No “Right and Wrong” in English Classrooms

by Paul F. Taylor on August 15, 2006

When I became a schoolteacher in the early 1980s, the school at which I taught had a “hidden curriculum.”

When I became a schoolteacher in the early 1980s, the school at which I taught had a “hidden curriculum.” Their handbook declared, “The school has a hidden curriculum, which is the background to everything we teach. This hidden curriculum consists of the teachers' standards and principles, in line with the ethos of the school.” The concept of a hidden curriculum is a recognition that pupils learn far more from their teachers than knowledge, understanding and skills. Behavior modeled to pupils is bound to have an influence in some way. This hidden curriculum includes the concepts of right and wrong, which, for generations, have been considered to be a natural part of what the teacher does.

This completely rational approach to education is now apparently being undermined, by new regulations being suggested in the National Curriculum of England.1 According to a news report from the BBC, “Pupils will no longer have to be taught the difference between 'right and wrong' under draft plans put forward by England's exams regulator.”2

In 1995, the School Curriculum and Assessment Authority (SCAA) of England published a booklet entitled “Spiritual and Moral Development.” The booklet contained the statement: “Morally educated school leavers should be able to distinguish between right and wrong.”3

The successor authority to the SCAA-the Qualifications and Curriculum Authority (QCA)-sees things differently. Its preamble to the new generation of National Curriculum documents no longer contains a reference to moral or spiritual development, nor to the concepts of “right and wrong.” Instead, the new draft guidelines suggest that “We want the curriculum to enable all young people to become successful learners, confident individuals and active and responsible citizens.” On the same page, one of the definitions of a “confident individual” is someone who has “secure values and beliefs.”

How secure can values and beliefs be if they do not rest on a solid foundation? In Genesis 2, God gave Adam a commandment-just one commandment. The commandment was that “of the tree of the knowledge of good and evil you shall not eat, for in the day that you eat of it you shall surely die” (Genesis 2:17). God gave Adam a clear-cut statement of what he was to do in order to obey, the concept of right and wrong choices, and what the consequences would be of a disobedient choice. This foundation of biblical truth, the concept of right and wrong and an awareness of the consequences of wrong choices has formed the bedrock of British educational practices for centuries. Yet in the last twenty years, the language has changed.

I still remember being startled to learn, in the late 1980s, that we were no longer to tell the children that their behavior was naughty, lest this damage their self-esteem. Rather, we were to tell them that their behavior was inappropriate.
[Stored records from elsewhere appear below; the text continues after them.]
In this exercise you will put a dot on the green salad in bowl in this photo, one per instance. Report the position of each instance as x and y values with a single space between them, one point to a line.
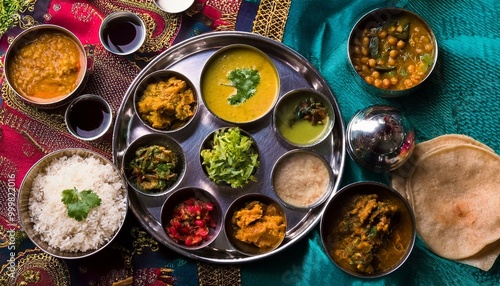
229 156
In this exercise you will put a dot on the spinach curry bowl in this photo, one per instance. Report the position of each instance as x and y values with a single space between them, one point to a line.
303 118
368 229
154 164
393 51
239 84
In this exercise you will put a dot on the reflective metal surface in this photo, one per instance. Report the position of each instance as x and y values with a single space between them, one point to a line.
188 57
380 138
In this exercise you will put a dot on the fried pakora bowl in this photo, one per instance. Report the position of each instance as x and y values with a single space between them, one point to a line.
368 229
166 101
46 66
255 224
154 164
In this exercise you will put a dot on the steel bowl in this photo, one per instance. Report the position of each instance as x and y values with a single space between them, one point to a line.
285 112
149 140
221 60
181 195
158 76
380 138
231 229
297 192
25 190
370 22
26 37
335 216
208 144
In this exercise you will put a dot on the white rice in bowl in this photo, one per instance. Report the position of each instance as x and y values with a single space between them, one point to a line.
49 214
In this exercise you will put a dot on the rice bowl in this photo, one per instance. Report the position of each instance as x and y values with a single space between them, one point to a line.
45 217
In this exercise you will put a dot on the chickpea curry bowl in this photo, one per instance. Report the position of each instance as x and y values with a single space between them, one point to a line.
166 101
392 50
368 229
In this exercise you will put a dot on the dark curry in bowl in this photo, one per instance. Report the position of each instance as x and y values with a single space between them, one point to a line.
368 229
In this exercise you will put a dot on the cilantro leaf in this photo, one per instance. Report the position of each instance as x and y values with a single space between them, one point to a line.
78 203
245 81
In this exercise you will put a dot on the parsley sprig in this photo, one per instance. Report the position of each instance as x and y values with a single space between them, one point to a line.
78 203
245 81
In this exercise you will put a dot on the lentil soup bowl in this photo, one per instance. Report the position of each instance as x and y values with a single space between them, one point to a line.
392 51
47 77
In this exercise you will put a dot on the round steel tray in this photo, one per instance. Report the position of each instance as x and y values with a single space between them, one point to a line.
188 57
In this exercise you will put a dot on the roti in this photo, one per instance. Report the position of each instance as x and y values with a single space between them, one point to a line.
455 193
398 177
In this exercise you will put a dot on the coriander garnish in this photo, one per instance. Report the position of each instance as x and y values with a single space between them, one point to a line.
78 203
245 81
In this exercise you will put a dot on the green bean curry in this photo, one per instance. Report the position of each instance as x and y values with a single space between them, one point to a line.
154 168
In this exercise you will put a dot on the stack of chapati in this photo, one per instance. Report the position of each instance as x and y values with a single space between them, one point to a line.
453 184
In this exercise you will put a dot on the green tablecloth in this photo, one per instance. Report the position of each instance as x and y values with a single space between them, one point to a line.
462 96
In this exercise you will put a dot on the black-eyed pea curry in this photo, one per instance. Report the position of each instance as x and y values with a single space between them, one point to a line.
396 54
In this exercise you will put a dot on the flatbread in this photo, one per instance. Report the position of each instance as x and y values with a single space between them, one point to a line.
398 177
484 259
455 196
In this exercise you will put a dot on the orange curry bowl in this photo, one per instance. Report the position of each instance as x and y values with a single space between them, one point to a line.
47 66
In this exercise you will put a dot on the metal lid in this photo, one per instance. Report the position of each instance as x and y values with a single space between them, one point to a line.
380 138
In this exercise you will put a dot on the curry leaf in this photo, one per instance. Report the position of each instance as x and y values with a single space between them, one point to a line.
79 204
245 81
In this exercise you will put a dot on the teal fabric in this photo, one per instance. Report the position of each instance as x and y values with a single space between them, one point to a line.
461 96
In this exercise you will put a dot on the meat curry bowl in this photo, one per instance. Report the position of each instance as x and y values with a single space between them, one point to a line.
392 51
368 229
239 84
166 101
46 66
255 224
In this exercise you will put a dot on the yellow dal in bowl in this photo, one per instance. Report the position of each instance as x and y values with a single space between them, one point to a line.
216 90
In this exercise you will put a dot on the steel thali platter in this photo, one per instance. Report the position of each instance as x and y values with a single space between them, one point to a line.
188 57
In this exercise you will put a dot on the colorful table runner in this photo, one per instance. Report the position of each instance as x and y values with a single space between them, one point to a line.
462 96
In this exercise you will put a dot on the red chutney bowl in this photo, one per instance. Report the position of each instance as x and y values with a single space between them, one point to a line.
191 218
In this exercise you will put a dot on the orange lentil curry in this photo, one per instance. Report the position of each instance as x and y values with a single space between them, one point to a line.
47 68
395 55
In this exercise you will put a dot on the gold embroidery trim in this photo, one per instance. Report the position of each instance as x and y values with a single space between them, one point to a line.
271 18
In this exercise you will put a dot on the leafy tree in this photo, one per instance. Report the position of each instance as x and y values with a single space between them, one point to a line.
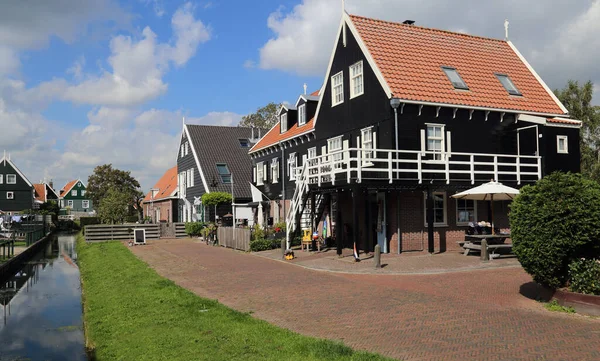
578 101
264 118
555 222
105 178
114 206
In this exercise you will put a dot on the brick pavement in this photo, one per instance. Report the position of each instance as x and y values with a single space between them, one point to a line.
477 315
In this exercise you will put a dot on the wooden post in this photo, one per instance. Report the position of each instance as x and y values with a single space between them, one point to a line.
430 221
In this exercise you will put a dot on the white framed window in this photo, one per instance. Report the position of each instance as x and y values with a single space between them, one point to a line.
283 122
302 115
435 140
275 170
335 145
466 212
367 144
260 175
562 144
292 166
357 86
337 89
440 216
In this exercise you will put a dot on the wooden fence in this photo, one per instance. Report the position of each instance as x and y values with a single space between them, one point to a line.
239 241
118 232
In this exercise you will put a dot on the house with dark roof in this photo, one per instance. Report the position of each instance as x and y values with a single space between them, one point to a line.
16 191
161 202
73 197
215 159
406 117
44 192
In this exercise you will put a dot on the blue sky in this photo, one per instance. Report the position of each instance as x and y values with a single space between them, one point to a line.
84 83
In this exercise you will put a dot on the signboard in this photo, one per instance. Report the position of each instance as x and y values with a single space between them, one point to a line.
139 236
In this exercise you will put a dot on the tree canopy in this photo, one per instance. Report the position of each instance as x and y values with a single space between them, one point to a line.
264 118
577 98
105 178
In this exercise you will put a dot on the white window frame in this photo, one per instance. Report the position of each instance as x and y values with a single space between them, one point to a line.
445 210
367 144
292 164
438 154
275 170
337 89
260 176
564 150
459 223
357 80
283 122
337 158
302 115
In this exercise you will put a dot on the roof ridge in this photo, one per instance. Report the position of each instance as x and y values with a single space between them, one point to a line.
429 29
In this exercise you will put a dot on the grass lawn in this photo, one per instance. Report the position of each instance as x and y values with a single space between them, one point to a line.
132 313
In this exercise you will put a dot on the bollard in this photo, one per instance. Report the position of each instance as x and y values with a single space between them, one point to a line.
484 251
377 256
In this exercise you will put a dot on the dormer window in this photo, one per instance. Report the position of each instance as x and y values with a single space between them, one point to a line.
302 115
337 89
508 84
283 122
455 78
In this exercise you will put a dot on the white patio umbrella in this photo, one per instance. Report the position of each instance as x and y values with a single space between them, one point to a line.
491 191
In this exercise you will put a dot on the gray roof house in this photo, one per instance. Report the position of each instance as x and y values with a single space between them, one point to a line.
213 159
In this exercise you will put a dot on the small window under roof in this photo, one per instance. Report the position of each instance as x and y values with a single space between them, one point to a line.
224 172
508 84
455 78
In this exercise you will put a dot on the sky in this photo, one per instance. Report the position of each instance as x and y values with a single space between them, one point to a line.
85 83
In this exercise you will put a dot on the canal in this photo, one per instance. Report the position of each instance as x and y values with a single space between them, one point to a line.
41 315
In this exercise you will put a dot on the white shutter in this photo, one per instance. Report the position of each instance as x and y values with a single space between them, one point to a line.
449 143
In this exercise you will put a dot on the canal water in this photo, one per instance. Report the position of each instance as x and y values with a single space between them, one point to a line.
40 317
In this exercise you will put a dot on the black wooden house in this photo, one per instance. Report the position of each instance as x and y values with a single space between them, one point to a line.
408 116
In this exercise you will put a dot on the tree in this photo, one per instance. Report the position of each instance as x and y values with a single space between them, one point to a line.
578 101
105 178
114 206
264 118
555 222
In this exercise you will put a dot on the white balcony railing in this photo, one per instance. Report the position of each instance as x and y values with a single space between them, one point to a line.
391 165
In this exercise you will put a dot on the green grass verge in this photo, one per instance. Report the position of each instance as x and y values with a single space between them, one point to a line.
556 307
131 313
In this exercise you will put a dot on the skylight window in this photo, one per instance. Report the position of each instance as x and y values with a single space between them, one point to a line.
224 173
455 79
508 84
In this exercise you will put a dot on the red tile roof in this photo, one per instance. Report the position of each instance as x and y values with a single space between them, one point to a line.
274 135
165 185
410 59
68 187
40 192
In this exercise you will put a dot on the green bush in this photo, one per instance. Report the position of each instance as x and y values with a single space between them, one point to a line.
553 223
194 229
584 276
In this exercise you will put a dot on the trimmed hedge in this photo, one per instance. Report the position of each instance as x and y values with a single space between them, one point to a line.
555 222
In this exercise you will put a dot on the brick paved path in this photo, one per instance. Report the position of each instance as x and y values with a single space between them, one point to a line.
477 315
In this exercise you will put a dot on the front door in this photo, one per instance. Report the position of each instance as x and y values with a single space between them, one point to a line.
381 222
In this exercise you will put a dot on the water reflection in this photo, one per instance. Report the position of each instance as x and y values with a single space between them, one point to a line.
42 307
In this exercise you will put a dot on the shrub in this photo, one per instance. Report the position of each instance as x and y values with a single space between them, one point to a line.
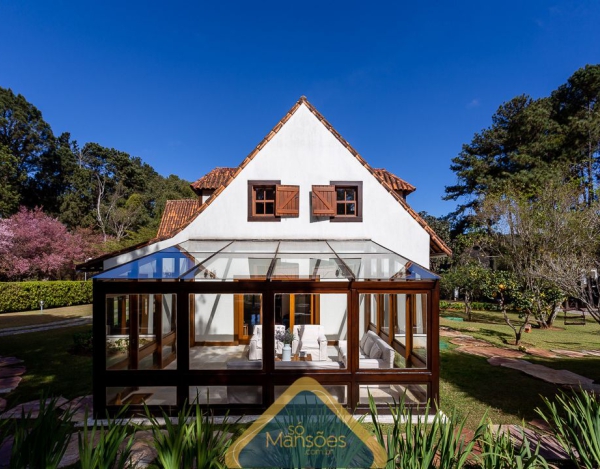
83 342
42 441
575 421
26 296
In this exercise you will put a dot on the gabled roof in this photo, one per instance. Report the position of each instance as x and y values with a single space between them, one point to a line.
213 180
437 245
177 215
394 181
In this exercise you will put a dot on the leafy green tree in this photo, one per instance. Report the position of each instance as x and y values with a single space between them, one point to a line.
25 134
505 288
577 108
529 142
9 179
468 280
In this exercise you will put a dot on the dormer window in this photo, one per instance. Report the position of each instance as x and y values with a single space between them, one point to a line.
345 201
269 201
341 201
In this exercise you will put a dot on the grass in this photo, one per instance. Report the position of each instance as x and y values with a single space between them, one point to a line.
50 366
472 386
33 318
490 326
468 383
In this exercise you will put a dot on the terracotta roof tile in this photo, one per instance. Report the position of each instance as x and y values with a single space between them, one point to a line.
214 179
177 215
437 244
394 181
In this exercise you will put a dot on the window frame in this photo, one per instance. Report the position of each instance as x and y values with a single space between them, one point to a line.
357 186
252 215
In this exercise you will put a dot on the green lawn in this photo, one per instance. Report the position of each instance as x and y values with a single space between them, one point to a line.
51 368
31 318
468 383
471 385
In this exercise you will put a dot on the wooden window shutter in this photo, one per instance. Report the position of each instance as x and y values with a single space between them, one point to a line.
323 201
287 201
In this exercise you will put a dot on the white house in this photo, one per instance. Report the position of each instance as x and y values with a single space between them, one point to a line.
303 236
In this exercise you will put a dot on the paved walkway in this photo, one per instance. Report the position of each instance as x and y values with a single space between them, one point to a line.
46 327
498 356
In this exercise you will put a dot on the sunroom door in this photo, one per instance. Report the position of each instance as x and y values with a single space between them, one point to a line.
140 331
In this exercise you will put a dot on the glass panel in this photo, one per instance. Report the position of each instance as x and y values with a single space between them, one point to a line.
149 395
358 247
219 331
412 394
312 247
201 246
317 341
338 392
168 263
265 247
407 314
229 266
309 266
140 332
412 316
226 394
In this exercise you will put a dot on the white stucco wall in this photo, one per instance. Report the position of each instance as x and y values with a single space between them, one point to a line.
305 153
214 317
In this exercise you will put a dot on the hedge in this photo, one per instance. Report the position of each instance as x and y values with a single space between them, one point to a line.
26 296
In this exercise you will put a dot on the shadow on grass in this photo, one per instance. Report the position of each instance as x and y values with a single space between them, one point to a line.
10 320
505 337
510 391
588 367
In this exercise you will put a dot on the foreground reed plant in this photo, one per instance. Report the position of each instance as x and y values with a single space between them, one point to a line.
41 442
172 445
414 443
498 451
210 441
575 421
194 440
106 448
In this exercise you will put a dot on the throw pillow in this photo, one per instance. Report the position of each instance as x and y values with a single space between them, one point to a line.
368 345
375 352
363 340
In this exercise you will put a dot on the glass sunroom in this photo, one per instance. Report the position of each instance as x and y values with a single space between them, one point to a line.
205 321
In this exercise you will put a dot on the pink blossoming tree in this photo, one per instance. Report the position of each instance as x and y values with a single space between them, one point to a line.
36 246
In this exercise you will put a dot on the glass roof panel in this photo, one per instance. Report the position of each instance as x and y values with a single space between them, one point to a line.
310 266
358 246
233 266
230 260
168 263
291 247
265 247
199 245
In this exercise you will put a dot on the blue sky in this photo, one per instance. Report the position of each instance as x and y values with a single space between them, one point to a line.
188 86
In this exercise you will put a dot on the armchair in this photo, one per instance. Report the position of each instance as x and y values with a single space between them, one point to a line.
255 351
310 338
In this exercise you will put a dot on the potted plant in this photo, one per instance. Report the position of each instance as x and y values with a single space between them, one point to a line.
286 337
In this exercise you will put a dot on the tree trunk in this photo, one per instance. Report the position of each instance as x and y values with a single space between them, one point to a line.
468 306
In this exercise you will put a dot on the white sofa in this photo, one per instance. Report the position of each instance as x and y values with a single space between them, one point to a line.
374 352
255 351
311 339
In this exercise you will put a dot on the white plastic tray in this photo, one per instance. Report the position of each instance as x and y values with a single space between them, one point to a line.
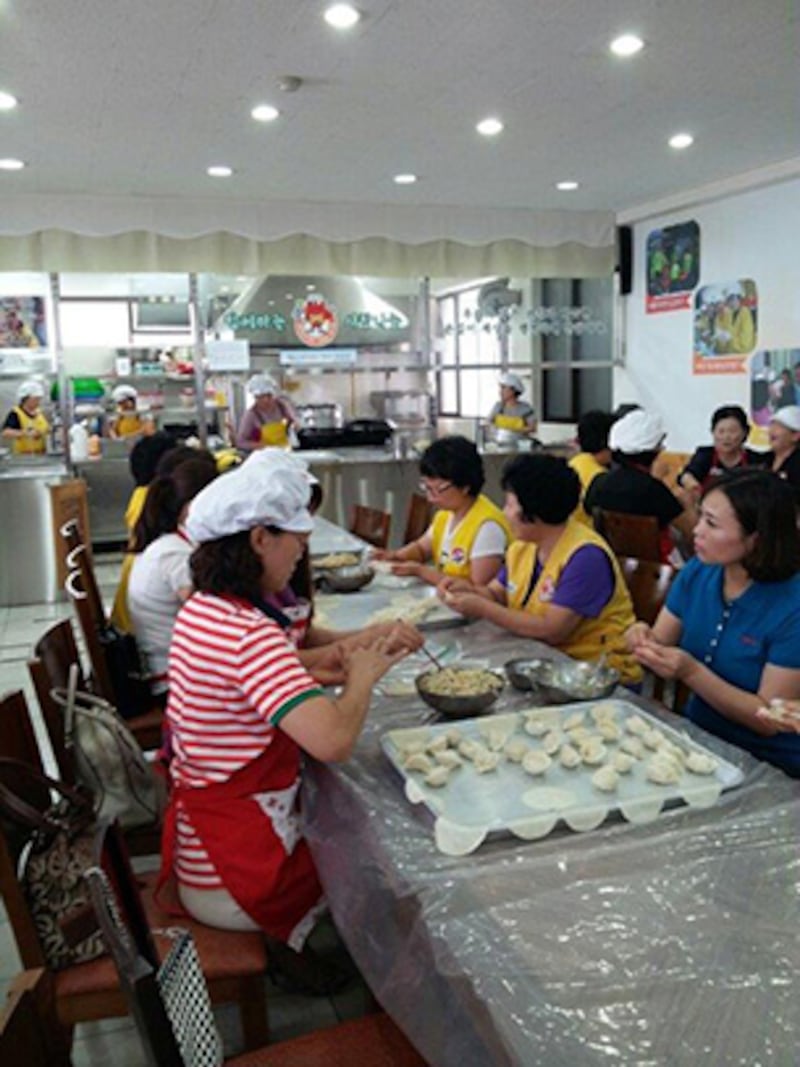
510 800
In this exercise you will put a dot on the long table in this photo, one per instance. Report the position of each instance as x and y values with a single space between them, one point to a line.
673 942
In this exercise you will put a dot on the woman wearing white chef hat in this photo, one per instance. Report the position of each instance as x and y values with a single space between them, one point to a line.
242 709
511 412
26 425
127 421
267 423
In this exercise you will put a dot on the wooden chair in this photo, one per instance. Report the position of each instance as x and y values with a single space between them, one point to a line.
30 1033
371 525
648 584
637 536
146 728
418 518
234 964
373 1040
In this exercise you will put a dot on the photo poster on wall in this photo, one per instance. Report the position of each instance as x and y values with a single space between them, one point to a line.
22 322
725 327
672 263
774 382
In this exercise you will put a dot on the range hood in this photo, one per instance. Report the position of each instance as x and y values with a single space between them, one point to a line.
286 311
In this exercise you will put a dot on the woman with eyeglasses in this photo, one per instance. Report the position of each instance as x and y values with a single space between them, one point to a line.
468 535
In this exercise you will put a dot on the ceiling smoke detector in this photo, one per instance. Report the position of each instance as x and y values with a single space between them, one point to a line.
289 83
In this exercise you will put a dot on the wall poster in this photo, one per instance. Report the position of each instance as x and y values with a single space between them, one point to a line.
672 266
725 327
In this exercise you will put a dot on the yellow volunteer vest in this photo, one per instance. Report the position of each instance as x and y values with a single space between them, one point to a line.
458 562
515 423
274 435
592 637
31 446
587 467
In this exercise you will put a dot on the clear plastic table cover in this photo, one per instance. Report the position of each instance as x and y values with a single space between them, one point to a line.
674 942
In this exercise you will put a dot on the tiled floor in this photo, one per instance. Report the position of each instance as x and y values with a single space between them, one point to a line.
115 1039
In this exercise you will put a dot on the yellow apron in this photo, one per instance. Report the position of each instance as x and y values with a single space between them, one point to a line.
274 435
31 446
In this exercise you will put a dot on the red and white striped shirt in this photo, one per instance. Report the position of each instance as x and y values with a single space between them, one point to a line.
234 674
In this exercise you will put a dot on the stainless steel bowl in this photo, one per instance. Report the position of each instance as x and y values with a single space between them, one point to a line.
345 579
456 706
562 682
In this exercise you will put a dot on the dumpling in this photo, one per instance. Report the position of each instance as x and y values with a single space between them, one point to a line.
437 777
418 761
515 749
569 757
536 762
606 779
699 763
622 763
If we are telling little Johnny that his behavior is inappropriate while he is pulling Lucy's hair and making her cry, does this imply that in a different place and different circumstances his actions might indeed be appropriate? Why is it bad for Johnny's self-esteem to be told that his actions are wrong?

It is surely the duty of a good teacher to explain to a child when his or her actions are wrong. It is caring for that teacher to do so, and it is also caring for that teacher, after suitable punishment, to restore that child to a forgiven relationship. In this way, the teacher-traditionally seen in British schools as fulfilling the role of in loco parentis-models something of the nature of God. This is the sort of hidden curriculum to which our schools should aspire, rather than the godless, relativistic future envisaged by educational agencies such as the QCA.

Footnotes

  1. Please note that the four constituent parts of the United Kingdom (England, Scotland, Wales and Northern Ireland) have different education systems. The remarks in this article apply only to the National Curriculum of England. Readers are reminded that the term England should not be used to imply the whole United Kingdom.
  2. 'Right and wrong' lessons to end, BBC NEWS, July 31, 2006.
  3. Spiritual and Moral Development, SCAA 1995, page S.
  4. See, for example, draft Geography curriculum, p. 8.